Der Schrei gellte über die Sandbank und das auflaufende Wasser, das von Minute zu Minute höher stieg. Er hatte mittlerweile jegliches Zeitgefühl verloren und sann verzweifelt darüber nach, wann die Flut an diesem Morgen ihren Höchststand erreichen würde. Sie studierten die Zeiten jeden Tag und hatten auch die Aktualisierungen ständig im Blick, und wenn ihn seine Erinnerung nicht trog, dürfte es heute gegen drei Uhr sein.

»Hilf… Hil…«, die Stimme wollte ihm nicht mehr gehorchen, der einsetzende Hustenreiz erschütterte seinen ganzen Körper. Als er endlich verebbte, versuchte er, sich ein weiteres Mal hochzuhieven und an die Querstrebe zu klammern, aber seine Kräfte verließen ihn zusehends, und so sackte er erneut nach unten in das kalte Wasser. Die Fesseln schnitten in seine Handgelenke, sein qualvolles Stöhnen verhallte ungehört, ebenso wie die Hilfeschreie. Seine festgeketteten Füße spürte er schon lange nicht mehr, sein Körper fühlte sich mittlerweile wie ein Eisblock an. In diesem Moment dachte er zum ersten Mal daran, sich in sein Schicksal zu ergeben. Denn wer sollte ihn hier zu dieser nächtlichen Stunde hören? Das Wetter war zunehmend schlechter geworden, seitdem er wieder zu Bewusstsein gekommen war und realisiert hatte, dass er hier angekettet war. Immer wieder waren Regenschauer heruntergeprasselt. Auch jetzt begann es erneut zu schütten, und der Blick durch die Streben des Pfahlbaus zeigte dunkle Wolken, die Unheil verkündend über den Himmel stoben. Bei gutem Wetter wurden selbst um diese Zeit noch häufiger Partys von jungen Leuten am Strand gefeiert. Aber bei diesem Regen war daran nicht zu denken, also bestand nicht die geringste Chance, jemanden auf sich aufmerksam zu machen.

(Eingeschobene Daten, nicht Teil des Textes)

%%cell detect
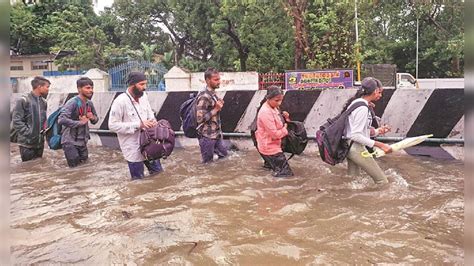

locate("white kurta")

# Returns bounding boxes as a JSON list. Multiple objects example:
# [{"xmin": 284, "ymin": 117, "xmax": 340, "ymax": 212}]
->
[{"xmin": 109, "ymin": 90, "xmax": 156, "ymax": 162}]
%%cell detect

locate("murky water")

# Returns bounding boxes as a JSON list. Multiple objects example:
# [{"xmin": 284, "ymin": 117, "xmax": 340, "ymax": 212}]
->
[{"xmin": 10, "ymin": 143, "xmax": 464, "ymax": 265}]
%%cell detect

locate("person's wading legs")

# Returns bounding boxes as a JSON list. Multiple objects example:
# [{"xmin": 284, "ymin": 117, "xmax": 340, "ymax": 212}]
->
[
  {"xmin": 199, "ymin": 137, "xmax": 216, "ymax": 163},
  {"xmin": 347, "ymin": 143, "xmax": 388, "ymax": 184},
  {"xmin": 262, "ymin": 152, "xmax": 293, "ymax": 177},
  {"xmin": 76, "ymin": 146, "xmax": 89, "ymax": 163},
  {"xmin": 20, "ymin": 146, "xmax": 44, "ymax": 162},
  {"xmin": 63, "ymin": 144, "xmax": 89, "ymax": 167},
  {"xmin": 127, "ymin": 161, "xmax": 145, "ymax": 180}
]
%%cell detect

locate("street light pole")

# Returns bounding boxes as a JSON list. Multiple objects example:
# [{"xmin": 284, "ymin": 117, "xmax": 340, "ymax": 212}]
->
[{"xmin": 354, "ymin": 0, "xmax": 360, "ymax": 81}]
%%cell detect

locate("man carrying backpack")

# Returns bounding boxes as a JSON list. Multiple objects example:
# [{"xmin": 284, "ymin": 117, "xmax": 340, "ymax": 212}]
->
[
  {"xmin": 196, "ymin": 68, "xmax": 227, "ymax": 163},
  {"xmin": 109, "ymin": 72, "xmax": 163, "ymax": 180},
  {"xmin": 58, "ymin": 77, "xmax": 99, "ymax": 167},
  {"xmin": 12, "ymin": 77, "xmax": 51, "ymax": 162}
]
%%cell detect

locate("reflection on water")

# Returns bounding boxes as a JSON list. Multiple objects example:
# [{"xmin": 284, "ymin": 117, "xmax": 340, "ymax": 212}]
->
[{"xmin": 10, "ymin": 145, "xmax": 464, "ymax": 265}]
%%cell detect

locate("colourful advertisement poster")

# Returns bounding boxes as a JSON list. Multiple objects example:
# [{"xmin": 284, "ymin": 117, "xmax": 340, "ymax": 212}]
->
[{"xmin": 285, "ymin": 69, "xmax": 354, "ymax": 90}]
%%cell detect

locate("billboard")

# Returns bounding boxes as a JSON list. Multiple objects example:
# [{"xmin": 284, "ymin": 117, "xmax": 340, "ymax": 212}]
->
[{"xmin": 285, "ymin": 69, "xmax": 354, "ymax": 90}]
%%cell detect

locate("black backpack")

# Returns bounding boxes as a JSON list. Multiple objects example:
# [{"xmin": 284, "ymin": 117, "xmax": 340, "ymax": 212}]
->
[
  {"xmin": 250, "ymin": 100, "xmax": 308, "ymax": 160},
  {"xmin": 179, "ymin": 90, "xmax": 208, "ymax": 138},
  {"xmin": 316, "ymin": 102, "xmax": 367, "ymax": 165}
]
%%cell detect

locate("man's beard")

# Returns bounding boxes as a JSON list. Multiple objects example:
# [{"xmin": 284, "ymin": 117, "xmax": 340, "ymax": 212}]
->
[{"xmin": 133, "ymin": 87, "xmax": 143, "ymax": 98}]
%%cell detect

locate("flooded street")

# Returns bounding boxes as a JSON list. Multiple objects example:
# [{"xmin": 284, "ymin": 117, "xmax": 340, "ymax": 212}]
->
[{"xmin": 10, "ymin": 143, "xmax": 464, "ymax": 265}]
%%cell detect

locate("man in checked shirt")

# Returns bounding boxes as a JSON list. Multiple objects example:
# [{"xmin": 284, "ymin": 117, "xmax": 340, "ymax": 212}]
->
[{"xmin": 196, "ymin": 68, "xmax": 227, "ymax": 163}]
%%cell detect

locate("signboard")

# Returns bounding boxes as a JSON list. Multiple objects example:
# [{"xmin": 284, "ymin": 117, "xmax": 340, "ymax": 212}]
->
[{"xmin": 285, "ymin": 69, "xmax": 354, "ymax": 90}]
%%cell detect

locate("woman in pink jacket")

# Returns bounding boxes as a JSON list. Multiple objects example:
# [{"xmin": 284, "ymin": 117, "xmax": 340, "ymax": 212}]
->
[{"xmin": 255, "ymin": 87, "xmax": 293, "ymax": 177}]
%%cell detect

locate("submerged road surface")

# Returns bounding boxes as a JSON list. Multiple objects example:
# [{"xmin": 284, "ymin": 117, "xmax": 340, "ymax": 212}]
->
[{"xmin": 10, "ymin": 145, "xmax": 464, "ymax": 265}]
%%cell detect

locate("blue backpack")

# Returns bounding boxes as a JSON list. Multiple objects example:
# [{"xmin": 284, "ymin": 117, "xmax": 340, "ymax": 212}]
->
[
  {"xmin": 46, "ymin": 97, "xmax": 82, "ymax": 150},
  {"xmin": 179, "ymin": 91, "xmax": 206, "ymax": 138}
]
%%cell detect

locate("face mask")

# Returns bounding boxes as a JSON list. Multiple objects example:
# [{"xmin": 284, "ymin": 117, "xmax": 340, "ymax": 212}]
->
[{"xmin": 133, "ymin": 86, "xmax": 143, "ymax": 98}]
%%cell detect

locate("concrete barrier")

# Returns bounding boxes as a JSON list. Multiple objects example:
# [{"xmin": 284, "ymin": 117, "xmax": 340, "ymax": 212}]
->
[{"xmin": 11, "ymin": 88, "xmax": 464, "ymax": 159}]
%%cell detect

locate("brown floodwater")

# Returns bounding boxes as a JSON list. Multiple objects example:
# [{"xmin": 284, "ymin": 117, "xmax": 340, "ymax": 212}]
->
[{"xmin": 10, "ymin": 145, "xmax": 464, "ymax": 265}]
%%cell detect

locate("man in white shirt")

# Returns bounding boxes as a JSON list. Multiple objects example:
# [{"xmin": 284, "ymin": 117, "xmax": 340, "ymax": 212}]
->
[{"xmin": 109, "ymin": 72, "xmax": 163, "ymax": 180}]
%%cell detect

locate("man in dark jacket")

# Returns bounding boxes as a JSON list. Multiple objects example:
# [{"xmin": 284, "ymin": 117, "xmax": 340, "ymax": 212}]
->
[
  {"xmin": 12, "ymin": 77, "xmax": 51, "ymax": 162},
  {"xmin": 58, "ymin": 77, "xmax": 99, "ymax": 167}
]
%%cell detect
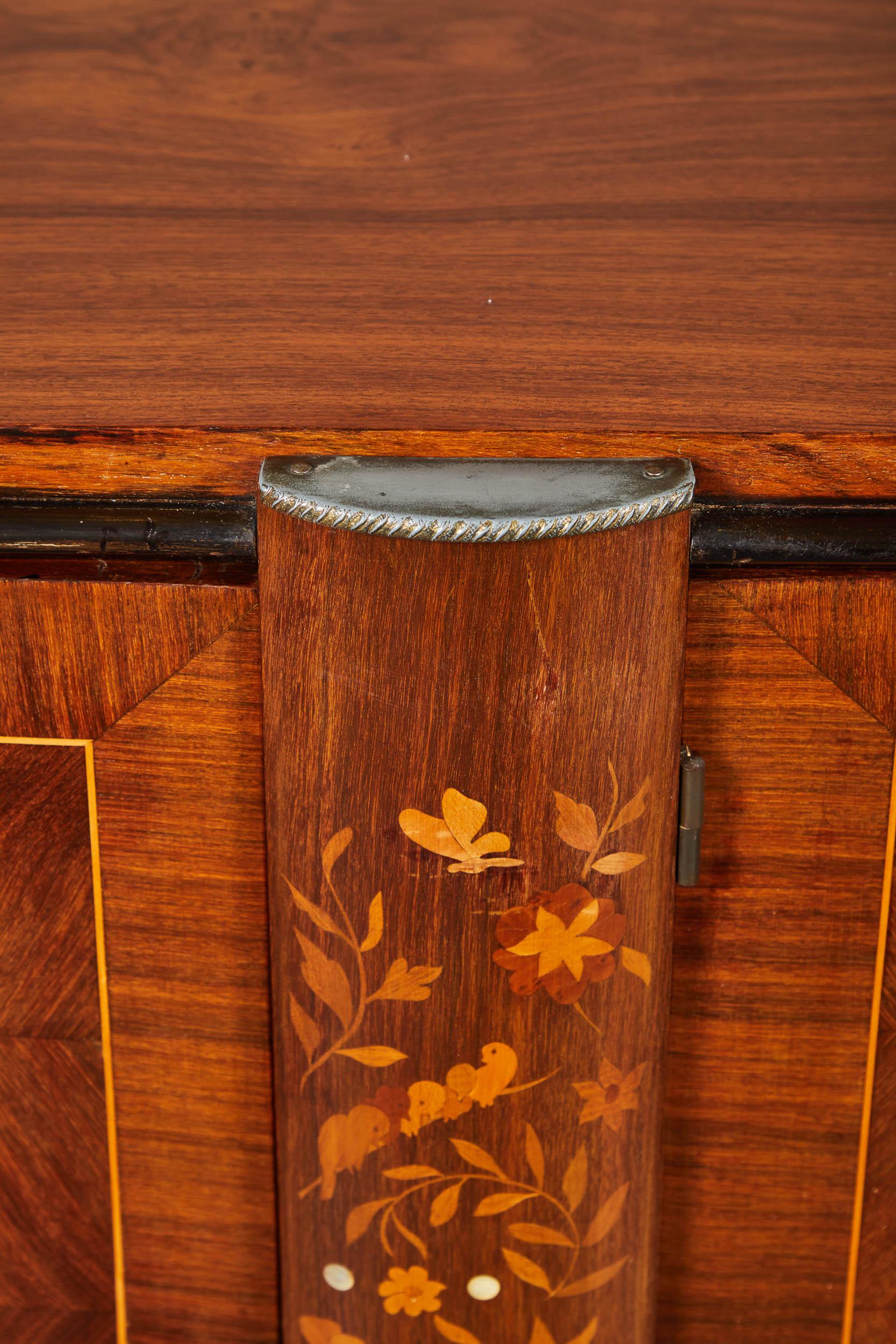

Er schluchzte auf. Ja, er hatte schwere Schuld auf sich geladen. Aber niemand verdiente es, so zu sterben. Festgekettet unter einem Pfahlbau, dem sicheren Tod geweiht, wenn die Flut ihren Höchststand erreichte.

Montag, 25. Mai

Das beharrliche Klingeln seines Smartphones holte Norberg aus dem Tiefschlaf. Entnervt stöhnte er auf und drückte den Kopf noch tiefer ins Kissen. Da konnte er einmal ausschlafen, weil Spätdienst angesagt war, aber offensichtlich wollte man ihm diesen raren Luxus nicht gönnen. Schlaftrunken tastete seine Hand über die Platte des Nachttischs. Und stieß gegen etwas, das …

»Verdammt!«

Das halb volle Wasserglas landete mit einem Knall auf dem Parkettboden, das Smartphone klingelte unbeeindruckt weiter, bis Norberg es endlich zu fassen bekam und sich mit einem Brummen meldete. Was Sören Rohde ihm in knappen Worten mitteilte, ließ ihn allerdings augenblicklich wach werden und im Bett hochfahren. »Ich bin sofort bei euch!«

Fast zeitgleich mit Norberg trafen die restlichen Kollegen der Dienststelle am Pfahlbaurestaurant Strandbar 54° Nord ein, das sich auf dem Ordinger Strandabschnitt befand. Mittlerweile war es acht Uhr neununddreißig. Ein Jogger hatte den Leichenfund um acht Uhr zweiundzwanzig gemeldet, woraufhin Rohde, der sich in der letzten Stunde der Nachtbereitschaft befand, umgehend seine Kollegen informiert hatte.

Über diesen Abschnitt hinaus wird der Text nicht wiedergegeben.